COURSE LEADERS: Lionel Blanc, PhD, Anne Davidson, MBBS, and Patricio T. Huerta, PhD

CREDIT HOURS/CLASS MEETINGS:  
Credit Hours: 6
Offered annually (fall & spring)
Time: Tuesdays, 1:15-3:15pm

COURSE DESCRIPTION:  
This course consists of preparatory reading related to selected diseases or disorders, introductory discussions of the selected disorders led by faculty of the department of molecular medicine, lectures on the disorders by invited outside experts in the diseases and a discussion group meeting of the students with the invited lecturer. The material covers molecular pathophysiology, genetics, biochemistry, molecular basis for standard and experimental therapies, and physiology.

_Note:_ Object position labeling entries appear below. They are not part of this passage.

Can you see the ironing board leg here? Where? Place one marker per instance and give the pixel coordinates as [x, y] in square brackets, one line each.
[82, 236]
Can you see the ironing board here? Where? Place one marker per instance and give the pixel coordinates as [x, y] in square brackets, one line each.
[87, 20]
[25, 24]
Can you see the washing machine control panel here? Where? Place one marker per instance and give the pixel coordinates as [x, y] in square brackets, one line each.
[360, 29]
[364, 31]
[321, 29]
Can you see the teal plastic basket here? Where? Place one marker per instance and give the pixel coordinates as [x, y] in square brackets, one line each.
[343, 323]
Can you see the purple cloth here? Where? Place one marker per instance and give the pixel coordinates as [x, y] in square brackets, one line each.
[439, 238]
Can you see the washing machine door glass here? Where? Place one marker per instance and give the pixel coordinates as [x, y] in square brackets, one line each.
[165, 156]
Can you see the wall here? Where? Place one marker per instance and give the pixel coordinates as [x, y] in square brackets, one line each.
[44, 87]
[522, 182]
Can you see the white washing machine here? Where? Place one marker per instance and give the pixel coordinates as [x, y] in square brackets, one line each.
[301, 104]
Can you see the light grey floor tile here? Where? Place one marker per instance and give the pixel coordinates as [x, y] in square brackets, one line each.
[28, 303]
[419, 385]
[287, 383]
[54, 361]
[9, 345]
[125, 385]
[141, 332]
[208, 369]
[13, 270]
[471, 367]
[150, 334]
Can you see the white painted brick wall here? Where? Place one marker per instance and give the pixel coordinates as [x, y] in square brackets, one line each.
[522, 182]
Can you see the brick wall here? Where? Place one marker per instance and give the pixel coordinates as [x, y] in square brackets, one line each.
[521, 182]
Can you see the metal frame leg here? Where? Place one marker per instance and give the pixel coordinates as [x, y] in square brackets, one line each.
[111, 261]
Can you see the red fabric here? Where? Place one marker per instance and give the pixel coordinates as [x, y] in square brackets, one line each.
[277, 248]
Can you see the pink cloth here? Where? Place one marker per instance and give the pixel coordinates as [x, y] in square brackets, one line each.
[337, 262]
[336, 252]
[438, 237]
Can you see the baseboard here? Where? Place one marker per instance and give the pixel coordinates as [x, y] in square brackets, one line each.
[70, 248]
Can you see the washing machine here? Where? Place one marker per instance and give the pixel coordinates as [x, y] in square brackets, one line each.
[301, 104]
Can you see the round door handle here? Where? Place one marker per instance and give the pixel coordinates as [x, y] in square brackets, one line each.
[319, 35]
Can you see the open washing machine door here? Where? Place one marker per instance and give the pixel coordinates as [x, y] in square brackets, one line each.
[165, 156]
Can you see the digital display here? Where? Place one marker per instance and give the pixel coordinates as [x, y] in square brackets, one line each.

Students will also review, in depth, seminal papers that have transformed clinical medicine.  A particular focus will be on those basic science and clinical papers that have not only significantly impacted diagnosis, treatment or prevention of a specific disease or disorder, but have caused paradigm shifts that cross medical disciplines. Students will select papers in consultation with the faculty, and then present them for analysis of the papers themselves as well as discussion of their impact on medicine.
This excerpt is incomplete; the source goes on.